The strength of this study is that it assessed whether a comparatively high proportion of phospholipids in different lipoproteins is a protective factor against the development of diabetic kidney disease in the European population. Our research uncovered potential clinical implications. First, regular lipid profiling in diabetic patients, including a detailed analysis of IDL and LDL subfractions, could become an essential component of routine health assessments. Second, nutritional guidance aimed at modulating the lipid composition of diets may be provided to patients and health care providers. For example, omega-3 phospholipids have proven efficacy in improving impaired glucose homeostasis and insulin sensitivity in obese patients, and krill oil can be a major source of omega-3 phospholipid intake [34]. Last, understanding individual lipid profiles could pave the way for personalized medicine approaches. The regular monitoring of lipid profiles in diabetic patients, particularly those displaying early signs of kidney dysfunction, could facilitate the timely and effective adjustment of therapeutic strategies.

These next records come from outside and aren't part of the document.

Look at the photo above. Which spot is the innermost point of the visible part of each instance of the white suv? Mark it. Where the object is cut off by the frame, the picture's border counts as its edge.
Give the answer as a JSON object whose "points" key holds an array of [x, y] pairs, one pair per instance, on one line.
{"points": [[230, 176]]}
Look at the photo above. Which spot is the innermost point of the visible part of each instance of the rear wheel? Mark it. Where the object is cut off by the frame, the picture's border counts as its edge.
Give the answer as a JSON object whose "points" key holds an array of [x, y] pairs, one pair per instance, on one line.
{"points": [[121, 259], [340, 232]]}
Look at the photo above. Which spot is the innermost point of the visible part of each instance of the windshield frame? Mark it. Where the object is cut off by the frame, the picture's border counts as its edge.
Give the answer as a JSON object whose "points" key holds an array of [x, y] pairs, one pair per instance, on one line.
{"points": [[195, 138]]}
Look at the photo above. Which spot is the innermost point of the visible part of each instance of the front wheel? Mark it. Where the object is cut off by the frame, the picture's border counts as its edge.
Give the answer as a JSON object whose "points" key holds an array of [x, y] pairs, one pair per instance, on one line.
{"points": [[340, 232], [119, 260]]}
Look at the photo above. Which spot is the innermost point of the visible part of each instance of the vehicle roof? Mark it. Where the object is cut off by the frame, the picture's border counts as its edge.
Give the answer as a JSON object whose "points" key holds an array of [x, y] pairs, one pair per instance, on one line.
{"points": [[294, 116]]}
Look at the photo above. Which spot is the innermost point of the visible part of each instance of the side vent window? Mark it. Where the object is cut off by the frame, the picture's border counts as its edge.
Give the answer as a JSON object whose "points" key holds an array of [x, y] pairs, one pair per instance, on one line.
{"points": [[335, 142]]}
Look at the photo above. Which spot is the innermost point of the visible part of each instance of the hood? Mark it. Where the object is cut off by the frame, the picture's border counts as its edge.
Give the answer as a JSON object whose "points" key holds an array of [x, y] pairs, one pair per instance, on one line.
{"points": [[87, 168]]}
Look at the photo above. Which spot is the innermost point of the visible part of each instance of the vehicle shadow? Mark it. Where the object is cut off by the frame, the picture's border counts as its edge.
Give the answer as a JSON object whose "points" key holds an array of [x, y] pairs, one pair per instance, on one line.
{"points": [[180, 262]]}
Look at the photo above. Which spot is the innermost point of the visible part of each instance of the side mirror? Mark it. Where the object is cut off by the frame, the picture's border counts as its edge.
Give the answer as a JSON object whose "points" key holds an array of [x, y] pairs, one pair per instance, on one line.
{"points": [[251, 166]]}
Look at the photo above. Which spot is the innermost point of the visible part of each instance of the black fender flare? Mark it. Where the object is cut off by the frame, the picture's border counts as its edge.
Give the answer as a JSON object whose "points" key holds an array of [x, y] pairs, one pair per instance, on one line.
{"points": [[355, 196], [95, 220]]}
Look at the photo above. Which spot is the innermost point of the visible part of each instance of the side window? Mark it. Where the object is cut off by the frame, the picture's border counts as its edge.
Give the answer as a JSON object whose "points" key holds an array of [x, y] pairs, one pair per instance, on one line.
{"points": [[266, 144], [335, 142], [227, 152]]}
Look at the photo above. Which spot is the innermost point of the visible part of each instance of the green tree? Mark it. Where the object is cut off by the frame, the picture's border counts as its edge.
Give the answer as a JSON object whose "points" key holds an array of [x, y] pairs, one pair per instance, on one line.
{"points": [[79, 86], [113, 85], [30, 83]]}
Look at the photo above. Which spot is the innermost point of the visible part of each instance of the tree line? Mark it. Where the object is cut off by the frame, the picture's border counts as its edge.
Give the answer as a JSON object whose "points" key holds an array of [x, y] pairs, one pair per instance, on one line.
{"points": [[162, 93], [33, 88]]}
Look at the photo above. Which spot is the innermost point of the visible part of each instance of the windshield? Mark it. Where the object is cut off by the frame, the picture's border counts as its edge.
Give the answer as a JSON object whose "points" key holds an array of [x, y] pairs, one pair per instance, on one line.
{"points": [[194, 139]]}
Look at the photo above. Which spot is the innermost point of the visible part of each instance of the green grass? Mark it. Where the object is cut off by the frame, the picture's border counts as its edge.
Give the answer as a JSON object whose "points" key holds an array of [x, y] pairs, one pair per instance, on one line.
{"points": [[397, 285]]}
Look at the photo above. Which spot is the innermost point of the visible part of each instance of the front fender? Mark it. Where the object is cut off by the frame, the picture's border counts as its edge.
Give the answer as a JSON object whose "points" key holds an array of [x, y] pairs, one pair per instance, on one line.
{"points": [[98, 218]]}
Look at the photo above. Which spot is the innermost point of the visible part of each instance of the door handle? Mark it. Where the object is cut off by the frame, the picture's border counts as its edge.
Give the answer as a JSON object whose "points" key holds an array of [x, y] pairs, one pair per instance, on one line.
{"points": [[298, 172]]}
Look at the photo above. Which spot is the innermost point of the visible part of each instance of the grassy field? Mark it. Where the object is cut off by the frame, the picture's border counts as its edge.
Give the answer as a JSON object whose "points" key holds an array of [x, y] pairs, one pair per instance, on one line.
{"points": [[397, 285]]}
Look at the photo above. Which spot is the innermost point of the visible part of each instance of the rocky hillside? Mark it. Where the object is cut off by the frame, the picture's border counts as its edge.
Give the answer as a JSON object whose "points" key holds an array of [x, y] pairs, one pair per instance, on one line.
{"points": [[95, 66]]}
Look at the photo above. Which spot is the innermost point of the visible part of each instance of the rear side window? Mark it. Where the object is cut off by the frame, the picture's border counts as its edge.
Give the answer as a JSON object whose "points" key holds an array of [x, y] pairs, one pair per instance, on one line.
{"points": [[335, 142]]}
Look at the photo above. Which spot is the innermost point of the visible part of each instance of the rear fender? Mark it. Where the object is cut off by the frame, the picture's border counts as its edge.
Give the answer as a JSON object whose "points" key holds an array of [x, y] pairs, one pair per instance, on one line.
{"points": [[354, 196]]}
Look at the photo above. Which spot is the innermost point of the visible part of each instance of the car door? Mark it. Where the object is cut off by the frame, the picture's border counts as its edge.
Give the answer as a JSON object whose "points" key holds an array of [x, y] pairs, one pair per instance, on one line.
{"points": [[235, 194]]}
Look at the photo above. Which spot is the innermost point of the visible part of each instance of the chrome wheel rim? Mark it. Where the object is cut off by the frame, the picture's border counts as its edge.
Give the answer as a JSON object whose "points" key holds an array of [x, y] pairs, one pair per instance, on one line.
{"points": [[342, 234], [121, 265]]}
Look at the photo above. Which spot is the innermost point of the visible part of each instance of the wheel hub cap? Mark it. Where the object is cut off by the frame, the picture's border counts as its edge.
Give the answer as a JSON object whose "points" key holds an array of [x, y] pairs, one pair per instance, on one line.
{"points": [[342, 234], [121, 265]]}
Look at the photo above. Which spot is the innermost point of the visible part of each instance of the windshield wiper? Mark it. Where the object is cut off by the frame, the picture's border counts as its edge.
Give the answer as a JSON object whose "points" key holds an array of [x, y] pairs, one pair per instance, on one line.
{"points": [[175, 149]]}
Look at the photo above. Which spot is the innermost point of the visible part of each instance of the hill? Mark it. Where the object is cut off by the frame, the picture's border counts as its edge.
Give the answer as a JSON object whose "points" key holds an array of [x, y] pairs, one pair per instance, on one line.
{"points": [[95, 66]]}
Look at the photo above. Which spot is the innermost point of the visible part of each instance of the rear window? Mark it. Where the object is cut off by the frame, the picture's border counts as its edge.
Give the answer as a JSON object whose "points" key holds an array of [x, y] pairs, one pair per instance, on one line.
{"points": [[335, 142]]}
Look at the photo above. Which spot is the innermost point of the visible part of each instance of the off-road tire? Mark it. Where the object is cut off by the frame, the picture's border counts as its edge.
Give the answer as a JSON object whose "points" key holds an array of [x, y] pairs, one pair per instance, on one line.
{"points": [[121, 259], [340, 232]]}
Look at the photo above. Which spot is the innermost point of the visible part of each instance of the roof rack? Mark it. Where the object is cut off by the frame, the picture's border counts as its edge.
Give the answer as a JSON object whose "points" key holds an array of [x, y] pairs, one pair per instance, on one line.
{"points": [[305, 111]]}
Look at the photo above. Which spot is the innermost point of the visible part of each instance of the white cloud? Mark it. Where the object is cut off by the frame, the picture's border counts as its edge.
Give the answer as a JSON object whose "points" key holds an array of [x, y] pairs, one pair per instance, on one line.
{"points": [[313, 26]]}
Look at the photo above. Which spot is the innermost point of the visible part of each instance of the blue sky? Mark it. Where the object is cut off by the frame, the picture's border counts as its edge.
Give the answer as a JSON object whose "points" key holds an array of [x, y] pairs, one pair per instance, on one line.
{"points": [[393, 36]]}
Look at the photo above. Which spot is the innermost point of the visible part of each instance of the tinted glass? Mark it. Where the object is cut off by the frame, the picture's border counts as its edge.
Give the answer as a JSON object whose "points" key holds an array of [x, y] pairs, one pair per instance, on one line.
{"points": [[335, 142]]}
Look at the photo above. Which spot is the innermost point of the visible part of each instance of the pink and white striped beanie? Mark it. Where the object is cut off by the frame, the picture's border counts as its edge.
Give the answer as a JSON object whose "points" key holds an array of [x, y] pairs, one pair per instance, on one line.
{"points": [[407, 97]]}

This insight may open avenues for further research into the development of new therapeutic agents targeting lipid metabolism specifically related to diabetic kidney disease. Although the results vary among populations, this study provides new directions for precise treatment in European populations. Bias due to potential confounders can be greatly reduced through MR analysis, and the impact on study conclusions caused by reverse causality can also be avoided. By studying a homogeneous population, we aimed to reduce potential biases and increase the internal validity of our study. It is also important to consider that genetic studies in diverse populations can present unique challenges due to population stratification and differences in allele frequencies. However, this study was relatively preliminary, and the positive effects of phospholipids in different lipoproteins on the population with diabetic kidney disease need to be further investigated. Further research on ways to elevate the levels of phospholipids in relevant lipoproteins in people at risk for the disease is also needed. In addition, this study established some causal relationships from a genetically based perspective, although it is necessary to conduct clinical cohort studies to further validate the findings.

Conclusion

This study found that a higher proportion of phospholipids in intermediate-density lipoprotein and the various subfractions of low-density lipoprotein, including large LDL, medium LDL, and small LDL, is associated with a lower risk of developing diabetic kidney disease. This finding can assist clinical physicians in risk management and prognosis evaluation for certain high-risk patients by identifying phospholipid levels in lipoproteins, particularly in diabetic patients. Increased levels of phospholipids in these types of lipoproteins after a period of intervention may have a positive effect on reducing the incidence of diabetic kidney disease. Furthermore, further quantitative and mechanistic studies on the various lipid components of various lipoproteins will have a positive effect on the clinical management of diabetic kidney disease.

Supporting information

S1 Table. Other analyzed exposure nonpositive datasets.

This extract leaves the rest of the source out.